My name is Reeta (name changed) and I am from West Bengal. I migrated to Faridabad a few years ago in search of work. I took up a job as a domestic worker in a high rise apartment across the road from where I live. I was also looking for other opportunities in the same building to add to my meagre income.
Other domestic workers had told me that I could approach the security guard in the building to look for a job, so I did just that. The security guard told me there was a house in the building that had a vacancy. When I went to the house to ask about the job, a single man of about 35 years opened the door.

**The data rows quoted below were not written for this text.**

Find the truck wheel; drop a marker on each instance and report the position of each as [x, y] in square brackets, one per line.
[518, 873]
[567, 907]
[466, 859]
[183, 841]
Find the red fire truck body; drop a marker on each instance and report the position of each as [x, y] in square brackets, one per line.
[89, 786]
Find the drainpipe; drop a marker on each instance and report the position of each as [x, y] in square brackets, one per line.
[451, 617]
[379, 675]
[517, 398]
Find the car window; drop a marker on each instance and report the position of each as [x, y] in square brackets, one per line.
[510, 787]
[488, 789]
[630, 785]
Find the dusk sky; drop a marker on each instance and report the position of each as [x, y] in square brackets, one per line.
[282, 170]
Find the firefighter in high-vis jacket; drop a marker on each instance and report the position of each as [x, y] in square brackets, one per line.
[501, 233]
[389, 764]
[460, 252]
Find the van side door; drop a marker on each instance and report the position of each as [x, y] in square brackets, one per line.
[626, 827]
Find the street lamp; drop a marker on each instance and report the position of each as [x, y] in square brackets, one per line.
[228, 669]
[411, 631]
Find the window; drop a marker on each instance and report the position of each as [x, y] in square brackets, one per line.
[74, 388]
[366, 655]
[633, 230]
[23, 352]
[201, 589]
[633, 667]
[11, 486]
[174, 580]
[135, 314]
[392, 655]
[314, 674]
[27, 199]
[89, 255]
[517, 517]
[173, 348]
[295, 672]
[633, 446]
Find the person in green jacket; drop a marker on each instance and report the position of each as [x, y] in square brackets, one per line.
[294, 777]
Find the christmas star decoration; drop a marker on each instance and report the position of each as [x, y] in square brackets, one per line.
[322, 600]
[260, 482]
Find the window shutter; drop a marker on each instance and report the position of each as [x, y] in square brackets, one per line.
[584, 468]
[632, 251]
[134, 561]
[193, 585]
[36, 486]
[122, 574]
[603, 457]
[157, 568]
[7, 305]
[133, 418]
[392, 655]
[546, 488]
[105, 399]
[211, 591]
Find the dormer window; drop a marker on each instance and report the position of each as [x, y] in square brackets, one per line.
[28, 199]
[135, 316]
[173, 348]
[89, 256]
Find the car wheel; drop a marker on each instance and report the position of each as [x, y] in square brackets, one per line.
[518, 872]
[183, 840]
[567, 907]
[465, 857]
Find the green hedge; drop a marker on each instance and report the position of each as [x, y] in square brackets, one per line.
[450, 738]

He asked me if I knew how to do housework, and I replied that I could do cleaning. I took a look at the house, and told him the salary I was expecting. What he said to me made me very uncomfortable. He said, “Don’t worry about the money.” Before I realised what he was implying, he showed me his phone, which had an inappropriate (sexually explicit) picture on it.
I immediately left and refused to work in that house. When I told my husband, who was working as a guard in the same building, we decided to go and confront the man. Instead of getting scared, he threatened us with police action and said he would get our entry into the building banned.
Reeta is among millions of women domestic workers in India who are forced to keep silent about their experiences of sexual harassment in the workplace. Migrant status, desperation to earn and lack of strong legal mechanisms to prevent and redress such instances in their workplace make it harder for them to open up about their experiences.
With #MainBhi, Sita has joined hands with the Martha Farrell Foundation, supported by the United Nations Trust Fund to End Violence against Women, to strengthen institutional mechanisms and response to their experiences of sexual harassment in the workplace.